Heat the oven to 400 degrees.

Add 2 tablespoons of olive oil back to the skillet in which you cooked the artichokes. Place the chicken, skin-side down, and cook over medium-high heat until deeply browned and the skin is crisp, 8-10 minutes, checking to make sure it doesn’t burn. Flip the chicken and place the skillet into the oven to finish cooking, about 15 minutes more, until the internal temperature is at least 160 degrees.

Remove the chicken and place on a plate to rest. Serve the chicken with the marinated artichokes in salsa, freshly torn basil leaves and crumbled feta cheese.

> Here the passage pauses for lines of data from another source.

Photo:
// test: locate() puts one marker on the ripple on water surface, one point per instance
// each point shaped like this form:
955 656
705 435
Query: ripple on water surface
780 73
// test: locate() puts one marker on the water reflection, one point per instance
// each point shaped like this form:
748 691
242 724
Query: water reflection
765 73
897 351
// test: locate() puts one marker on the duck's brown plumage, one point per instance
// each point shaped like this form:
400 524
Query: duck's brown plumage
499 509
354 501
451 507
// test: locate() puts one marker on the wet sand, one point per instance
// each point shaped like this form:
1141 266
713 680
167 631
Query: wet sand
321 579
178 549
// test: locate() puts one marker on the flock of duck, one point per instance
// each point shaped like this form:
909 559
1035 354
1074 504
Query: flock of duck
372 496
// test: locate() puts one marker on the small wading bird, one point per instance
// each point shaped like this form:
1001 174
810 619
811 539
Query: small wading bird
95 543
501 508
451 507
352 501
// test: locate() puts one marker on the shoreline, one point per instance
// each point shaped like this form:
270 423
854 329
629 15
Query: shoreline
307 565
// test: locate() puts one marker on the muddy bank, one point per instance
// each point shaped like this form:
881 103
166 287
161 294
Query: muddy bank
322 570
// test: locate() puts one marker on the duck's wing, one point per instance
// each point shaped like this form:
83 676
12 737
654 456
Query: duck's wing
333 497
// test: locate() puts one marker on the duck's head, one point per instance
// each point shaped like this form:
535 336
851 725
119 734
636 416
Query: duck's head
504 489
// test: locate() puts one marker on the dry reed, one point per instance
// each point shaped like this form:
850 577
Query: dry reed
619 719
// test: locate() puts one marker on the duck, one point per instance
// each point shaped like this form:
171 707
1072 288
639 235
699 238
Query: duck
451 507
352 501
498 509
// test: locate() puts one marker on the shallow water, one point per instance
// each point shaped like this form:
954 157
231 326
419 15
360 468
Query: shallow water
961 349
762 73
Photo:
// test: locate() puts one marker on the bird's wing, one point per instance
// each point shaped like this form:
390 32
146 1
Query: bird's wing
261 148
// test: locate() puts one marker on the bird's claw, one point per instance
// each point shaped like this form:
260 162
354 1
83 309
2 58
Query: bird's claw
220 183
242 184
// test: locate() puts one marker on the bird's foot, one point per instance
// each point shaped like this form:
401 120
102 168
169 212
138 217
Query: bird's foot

Alan Bennett at the top of Smith Tower in Seattle. Courtesy of Alan Bennett

MEET THE COOK: Alan Bennett

I am a local public relations strategist, food writer and photographer who lives in Westbrook. The kitchen is the center of my home, and I aim to fill it with friends as often as possible. Beginning in my early twenties, I was able to bond with my friends through food in a way I saw others bonding over sports or a mutual interest in, say, Crypto. I continue to share those bonds and form new ones through food nearly every day, hosting an annual Friendsgiving that goes way over the top, and simple brunches from my tiny Westbrook apartment. Food has always been the glue that holds my group together. My style in the kitchen is “Maine millennial meets Manhattan,” à la Alison Roman if she were from Maine. I believe in good ingredients treated well, keeping recipes simple while finding ways to boost flavor, and, ultimately, having as much fun as possible.